VTSMOC: An Efficient Voronoi Tree Search Boosted Multiobjective Bayesian Optimization With Constraints for High-Dimensional Analog Circuit Synthesis

Optimizing multiple competitive black-box objectives with tight constraints poses a common challenge in analog circuit design. Multiobjective Bayesian optimization (MOBO) is a sample-efficient approach to identify the optimal tradeoffs, namely, the Pareto front (PF).
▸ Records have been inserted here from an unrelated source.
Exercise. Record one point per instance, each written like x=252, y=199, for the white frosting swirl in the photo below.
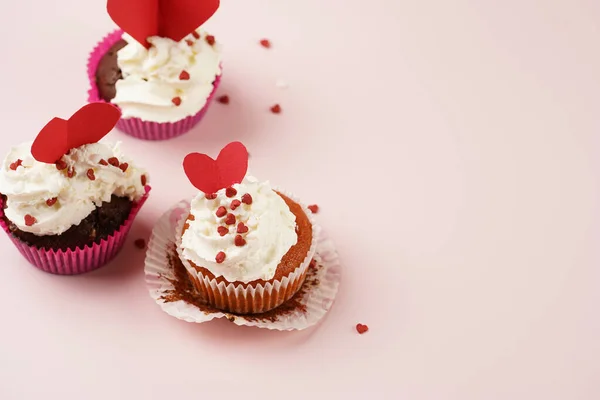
x=33, y=183
x=271, y=233
x=151, y=77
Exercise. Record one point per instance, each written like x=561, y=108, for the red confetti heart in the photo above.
x=210, y=175
x=174, y=19
x=88, y=125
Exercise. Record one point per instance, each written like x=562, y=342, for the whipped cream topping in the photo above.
x=153, y=79
x=57, y=201
x=271, y=232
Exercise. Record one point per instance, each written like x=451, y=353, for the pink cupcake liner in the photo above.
x=136, y=127
x=80, y=260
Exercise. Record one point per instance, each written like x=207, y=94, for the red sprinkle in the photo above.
x=247, y=199
x=61, y=165
x=114, y=161
x=230, y=219
x=360, y=328
x=16, y=164
x=221, y=211
x=242, y=228
x=239, y=241
x=29, y=220
x=220, y=257
x=230, y=192
x=184, y=75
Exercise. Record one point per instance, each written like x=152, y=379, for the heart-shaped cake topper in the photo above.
x=210, y=175
x=173, y=19
x=88, y=125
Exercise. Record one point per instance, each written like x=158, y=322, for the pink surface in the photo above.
x=453, y=150
x=137, y=127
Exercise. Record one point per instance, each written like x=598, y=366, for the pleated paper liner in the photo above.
x=173, y=291
x=136, y=127
x=80, y=260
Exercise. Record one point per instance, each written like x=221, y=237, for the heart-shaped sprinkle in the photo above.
x=247, y=199
x=173, y=19
x=220, y=257
x=221, y=212
x=88, y=125
x=230, y=219
x=210, y=176
x=239, y=240
x=29, y=220
x=184, y=75
x=242, y=228
x=360, y=328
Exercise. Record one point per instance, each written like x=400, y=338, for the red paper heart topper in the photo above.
x=174, y=19
x=88, y=125
x=210, y=175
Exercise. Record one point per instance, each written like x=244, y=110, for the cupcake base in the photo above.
x=173, y=291
x=136, y=127
x=82, y=259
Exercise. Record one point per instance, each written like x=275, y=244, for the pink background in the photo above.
x=452, y=147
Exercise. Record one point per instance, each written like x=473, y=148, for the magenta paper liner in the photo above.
x=80, y=260
x=137, y=127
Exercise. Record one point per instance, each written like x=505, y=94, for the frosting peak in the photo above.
x=153, y=78
x=59, y=199
x=249, y=223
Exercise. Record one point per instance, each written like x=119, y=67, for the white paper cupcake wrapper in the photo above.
x=314, y=300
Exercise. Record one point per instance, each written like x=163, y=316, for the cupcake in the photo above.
x=163, y=80
x=67, y=200
x=245, y=246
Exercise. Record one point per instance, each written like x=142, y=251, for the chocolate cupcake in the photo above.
x=65, y=194
x=162, y=79
x=245, y=246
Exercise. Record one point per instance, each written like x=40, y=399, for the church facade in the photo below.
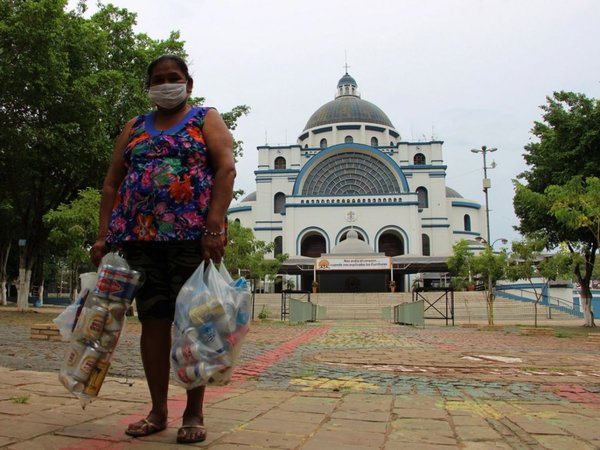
x=351, y=177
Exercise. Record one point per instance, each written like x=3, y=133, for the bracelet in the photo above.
x=206, y=232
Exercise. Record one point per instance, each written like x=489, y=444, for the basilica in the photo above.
x=354, y=206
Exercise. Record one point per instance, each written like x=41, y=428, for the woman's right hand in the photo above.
x=98, y=250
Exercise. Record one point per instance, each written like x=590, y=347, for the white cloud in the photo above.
x=470, y=72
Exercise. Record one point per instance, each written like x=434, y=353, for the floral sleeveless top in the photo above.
x=166, y=192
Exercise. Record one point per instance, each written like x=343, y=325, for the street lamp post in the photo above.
x=487, y=183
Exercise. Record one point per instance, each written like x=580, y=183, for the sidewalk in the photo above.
x=344, y=385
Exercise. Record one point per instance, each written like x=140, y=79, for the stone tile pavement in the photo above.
x=339, y=385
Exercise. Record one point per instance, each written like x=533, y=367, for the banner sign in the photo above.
x=384, y=263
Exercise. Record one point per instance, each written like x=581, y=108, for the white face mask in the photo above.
x=168, y=95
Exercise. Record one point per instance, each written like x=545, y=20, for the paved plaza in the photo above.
x=329, y=385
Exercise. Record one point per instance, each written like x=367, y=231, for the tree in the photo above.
x=73, y=230
x=460, y=264
x=576, y=205
x=246, y=254
x=527, y=261
x=568, y=147
x=464, y=265
x=490, y=267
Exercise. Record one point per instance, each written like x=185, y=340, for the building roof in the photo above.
x=451, y=193
x=251, y=197
x=348, y=107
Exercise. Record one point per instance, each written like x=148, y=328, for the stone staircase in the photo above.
x=468, y=307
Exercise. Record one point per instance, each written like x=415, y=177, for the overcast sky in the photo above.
x=466, y=72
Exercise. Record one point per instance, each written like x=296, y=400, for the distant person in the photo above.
x=164, y=200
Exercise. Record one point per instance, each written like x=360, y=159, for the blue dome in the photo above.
x=348, y=109
x=346, y=80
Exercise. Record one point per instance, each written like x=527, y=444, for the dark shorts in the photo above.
x=165, y=266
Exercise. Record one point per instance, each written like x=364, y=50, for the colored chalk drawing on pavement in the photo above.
x=337, y=384
x=475, y=408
However, existing MOBO methods exhibit limitations in handling high-dimensional design space, large sample budgets, many objectives and tight constraints. This article introduces VTSMOC, a sample-efficient and computationally lightweight approach for addressing high-dimensional constrained multiobjective optimization problems. VTSMOC decomposes the design space into Voronoi cells, dynamically constructing a hierarchical Voronoi tree through clustering observations with dominance relationships. Promising leaf nodes in the Voronoi tree are pinpointed by traversing the tree with gradient bandit. The diversity of PF is ensured by parallel sampling within different promising cells, selected using a diffusive strategy. We also propose the expected PF improvement (EPFI) and probability of PF improvement (PPFI) acquisition functions to facilitate the PF efficiently along the radial direction of PF surface. Compared to state-of-the-art methods, VTSMOC achieves significant improvements in both sample and computational efficiency.